We can easily afford a five-year moratorium to support further research
into improving the safety of gene biotechnology and making it more precise
and more effective. We should also use the time to develop better methods
of sustainable farming, organic or low-input, which do not have the same
potentially disastrous risks.

PTS 21/08/00

(1) See, for example, S. Holm and J. Harris (Nature, 400 (1999) 398).
Compare C.V. Howard & P.T. Saunders (Nature 401 (1999) 207) and C.
Rafffensburger et al. (Nature 401 (1999) 207-208).
(2) We are now told that in the case of tobacco and lead, many in the
industry knew about the hazards long before the public did. It is not
always wise to accept broad and unsupported assurances about safety from
those who have a very strong interest in continuing the technology.

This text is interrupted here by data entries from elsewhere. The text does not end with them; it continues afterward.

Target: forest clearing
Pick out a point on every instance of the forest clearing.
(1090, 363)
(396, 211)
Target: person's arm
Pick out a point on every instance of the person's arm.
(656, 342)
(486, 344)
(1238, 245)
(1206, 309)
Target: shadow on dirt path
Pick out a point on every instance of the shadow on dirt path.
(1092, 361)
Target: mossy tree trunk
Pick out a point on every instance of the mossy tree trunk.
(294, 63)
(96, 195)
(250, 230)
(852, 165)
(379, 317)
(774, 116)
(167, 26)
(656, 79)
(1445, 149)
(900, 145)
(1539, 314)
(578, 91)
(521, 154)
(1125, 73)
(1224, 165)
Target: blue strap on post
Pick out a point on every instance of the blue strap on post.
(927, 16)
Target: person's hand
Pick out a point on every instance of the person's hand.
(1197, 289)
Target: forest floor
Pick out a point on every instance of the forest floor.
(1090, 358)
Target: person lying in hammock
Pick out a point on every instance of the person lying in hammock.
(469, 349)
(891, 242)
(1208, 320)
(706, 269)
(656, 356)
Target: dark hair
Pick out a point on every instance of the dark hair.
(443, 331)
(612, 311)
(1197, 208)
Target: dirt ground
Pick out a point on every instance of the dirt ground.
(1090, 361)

(3) A.R. Wraight et al (2000), Proceedings of the National Academy of
Sciences (early edition). Quite apart from the use of statistics, it
generally requires considerable skill to design and carry out an experiment
to provide a convincing demonstration that an effect does not occur. It is
all too easy to fail to find something even when it is there.
(4) M.E. Cannell et al. Theoretical and applied Genetics 99 (1999) 772-784.
(5) In fact, an alternative statistical analysis of the data indicates
considerably more instability than the authors found.